Ivo Sajh

Personal information
- Full name: Ivo von Sajh-Scheich
- Date of birth: 21 January 1953 (age 73)
- Place of birth: Ljubljana, Slovenia, SFR Yugoslavia
- Position: Striker

Youth career
- 1965–1971: Slovan

Senior career*
- Years: Team / Apps / (Gls)
- 1972–1986: Ljubljana (indoor)

Managerial career
- 1978: FC Dobrova
- 1992–1993: Asmaral (techn.adv.)
- 1994: Potrosnik Beltinci
- 1998: India (Technical Director)
- 1998: India U-17
- 1998: India U-20
- 2000: India
- 2000: Myanmar (Director of Coaching)
- 2001: Myanmar
- 2001–2002: FC Tahaddi
- 2002: AFC (Development Programme)
- 2003: Jasper United
- 2005: FCM Târgoviște
- 2008: Olympic Azzaweya
- 2009: Kano Pillars
- 2017: Tuvalu

= Ivo Sajh =

Ivo von Sajh-Scheich (born on 21 January 1953 in Ljubljana), is a Slovenian and Yugoslavian former football player who last worked as the head coach of Tuvalu national football team.

==Career==
He played for ND Slovan on the youth side from 1965 until injuries and a knee surgery in a youth championship ended his professional career in 1971. A year later, he started playing indoor football until 1986.

In 1979, he organized the first Slovenian futsal Championship.

==Coaching career==
Sajh began his coaching career in 1978 for FC Dobrova who were runners-up in the 1978/1979 season. He was then from 1992 to 1993 technical advisor for FC Asmaral. In 1994, he returned to Slovenia and signed for FC Potrosnik Beltinci, during his time with FC Potrosnik Beltinci he coached the team to 6th place of the PrvaLiga Telekom Slovenije, the best result in the history of the club.

Before his work as the technical director/ national coach of all Indian national teams, he issued a book named Technical- Tactical preparation of Footballer and Technical- Tactical preparation of the Team.

During his time with the Myanmar Football Federation between 2000 and 2001 he lost just one match.

In the year 2001 he prepared a six- year development program for the Asian Football Confederation. In the same period in Asia he prepared and guided coaching seminars for local coaches.

He took over as coach of Al Tahaddy, a football team from Benghazi where he qualified them for the 2002 CAF Cup but eventually lost to FUS Rabat at the first round.

In 2005, he was in charge of Romanian club FCM Targoviste where for more than three months he did not lose any league or cup match; a feat he repeated with Libyan side Olympic Azzaweya three years later.
FIFA awarded him for his contribution in the development of football in Asia and his native country Slovenia.

=== Nigeria Internationals ===
His boys, Theophilus Afelokhai, Gabriel Ikechukwu, Abdulwasiu Showemimo, Solomon Okpako, Muhammad Shagari, Ali Rabiu, Bello Musa Kofarmata, Mohammad Gambo and Ahmed Musa have played for Nigeria at various levels at the African Nations Cup, FIFA Confederations Cup and the FIFA World Cup.

=== CAF Champions League semi-final===
He led Nigerian side Kano Pillars to the semifinal of the CAF Champions League where they lost to another Nigerian club, Heartland. He was named African Coach of the Year that year.

=== Pattern ===
He is the first coach to use a new playing system (1-2-2-1-1-1-2 in defense, 2-2-2-1-3 in attack). The system could only be used efficiently by teams with excellent skills. He named his system Pahljača which means "fan" in his native Slovenian.

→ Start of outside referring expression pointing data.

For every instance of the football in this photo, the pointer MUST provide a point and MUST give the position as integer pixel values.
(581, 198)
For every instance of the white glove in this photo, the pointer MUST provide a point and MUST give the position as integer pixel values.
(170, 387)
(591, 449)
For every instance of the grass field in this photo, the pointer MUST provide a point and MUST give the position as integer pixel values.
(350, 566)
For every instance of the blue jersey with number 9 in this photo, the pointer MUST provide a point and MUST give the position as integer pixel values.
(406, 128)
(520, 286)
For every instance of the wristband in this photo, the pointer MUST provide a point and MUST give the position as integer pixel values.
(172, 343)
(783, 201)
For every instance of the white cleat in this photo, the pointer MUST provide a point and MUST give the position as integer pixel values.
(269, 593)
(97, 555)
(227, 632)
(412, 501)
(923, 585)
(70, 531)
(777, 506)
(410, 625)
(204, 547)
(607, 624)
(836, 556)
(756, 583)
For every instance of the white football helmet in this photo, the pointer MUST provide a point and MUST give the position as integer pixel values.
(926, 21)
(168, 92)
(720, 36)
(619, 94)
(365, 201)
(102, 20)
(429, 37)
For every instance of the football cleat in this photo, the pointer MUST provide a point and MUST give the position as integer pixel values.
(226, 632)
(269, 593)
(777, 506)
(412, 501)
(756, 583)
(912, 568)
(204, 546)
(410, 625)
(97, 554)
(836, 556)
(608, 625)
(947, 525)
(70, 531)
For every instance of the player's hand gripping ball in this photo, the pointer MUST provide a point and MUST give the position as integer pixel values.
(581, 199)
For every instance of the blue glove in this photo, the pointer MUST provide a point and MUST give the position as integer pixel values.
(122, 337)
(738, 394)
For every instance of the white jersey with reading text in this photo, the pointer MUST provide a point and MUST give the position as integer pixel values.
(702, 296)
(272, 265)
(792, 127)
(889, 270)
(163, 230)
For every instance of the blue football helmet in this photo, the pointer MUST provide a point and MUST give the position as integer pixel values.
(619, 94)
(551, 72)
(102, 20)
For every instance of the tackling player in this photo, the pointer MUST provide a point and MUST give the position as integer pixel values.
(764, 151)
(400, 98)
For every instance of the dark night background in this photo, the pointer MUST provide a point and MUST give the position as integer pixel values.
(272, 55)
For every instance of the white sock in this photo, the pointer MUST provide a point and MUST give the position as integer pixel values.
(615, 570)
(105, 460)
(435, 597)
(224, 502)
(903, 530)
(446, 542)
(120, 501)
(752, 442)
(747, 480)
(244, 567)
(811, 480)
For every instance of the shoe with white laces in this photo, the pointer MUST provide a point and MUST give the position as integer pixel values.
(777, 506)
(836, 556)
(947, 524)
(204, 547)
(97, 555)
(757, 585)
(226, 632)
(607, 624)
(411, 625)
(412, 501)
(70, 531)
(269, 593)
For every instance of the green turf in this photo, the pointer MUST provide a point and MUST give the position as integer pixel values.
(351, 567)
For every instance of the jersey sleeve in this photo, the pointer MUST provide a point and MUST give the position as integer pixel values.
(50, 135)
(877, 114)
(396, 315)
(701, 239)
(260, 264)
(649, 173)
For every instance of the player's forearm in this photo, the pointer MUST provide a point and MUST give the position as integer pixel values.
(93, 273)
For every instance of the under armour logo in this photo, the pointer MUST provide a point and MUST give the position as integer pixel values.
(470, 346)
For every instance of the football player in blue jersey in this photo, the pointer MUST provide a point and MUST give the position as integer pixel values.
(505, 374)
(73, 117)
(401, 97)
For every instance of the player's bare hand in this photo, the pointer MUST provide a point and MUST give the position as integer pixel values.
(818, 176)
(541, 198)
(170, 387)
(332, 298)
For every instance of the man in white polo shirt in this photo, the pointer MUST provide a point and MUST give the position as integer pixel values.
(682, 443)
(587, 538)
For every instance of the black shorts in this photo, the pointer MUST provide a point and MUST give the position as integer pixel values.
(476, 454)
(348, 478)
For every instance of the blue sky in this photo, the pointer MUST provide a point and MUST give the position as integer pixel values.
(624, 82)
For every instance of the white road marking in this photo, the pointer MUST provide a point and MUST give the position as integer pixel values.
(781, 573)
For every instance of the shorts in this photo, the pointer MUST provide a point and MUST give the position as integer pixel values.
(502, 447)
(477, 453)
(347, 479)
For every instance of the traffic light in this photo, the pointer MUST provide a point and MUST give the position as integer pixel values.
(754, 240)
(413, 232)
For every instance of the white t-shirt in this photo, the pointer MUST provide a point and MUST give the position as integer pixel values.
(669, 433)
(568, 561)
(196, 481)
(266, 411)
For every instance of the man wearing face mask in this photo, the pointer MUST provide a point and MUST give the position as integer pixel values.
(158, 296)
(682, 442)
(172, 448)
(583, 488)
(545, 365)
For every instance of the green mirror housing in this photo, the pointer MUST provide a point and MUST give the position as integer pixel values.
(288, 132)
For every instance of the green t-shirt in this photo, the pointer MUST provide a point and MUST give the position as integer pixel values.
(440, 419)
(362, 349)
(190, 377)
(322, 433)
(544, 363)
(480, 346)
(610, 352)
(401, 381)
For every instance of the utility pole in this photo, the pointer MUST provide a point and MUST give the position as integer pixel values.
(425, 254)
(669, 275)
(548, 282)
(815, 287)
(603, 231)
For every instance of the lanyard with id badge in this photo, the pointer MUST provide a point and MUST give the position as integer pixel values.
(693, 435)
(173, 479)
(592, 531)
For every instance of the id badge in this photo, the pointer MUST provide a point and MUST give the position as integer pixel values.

=== Tuvalu and the Oceania Football Confederation ===
His last job was in Tuvalu where he educated local coaches on several coaching seminars and where he was also the national football team coach. During his stay in Tuvalu, he helped the Tuvalu Islands Football Association to prepare documents for admission of Tuvalu as members of FIFA and the OFC.

== Humanitarian activities ==
In April 1984, Ivo Sajh organized a basketball match between the 1970s Yugoslavia world basketball champions and the 1984 national basketball team of Yugoslavia, who finished third at the Olympic Games later that year.
The match ended 100:96 (54:50) for the 1970s team. The game had a purely humanitarian purpose, as all the proceeds went for the construction of the Ljubljana maternity hospital.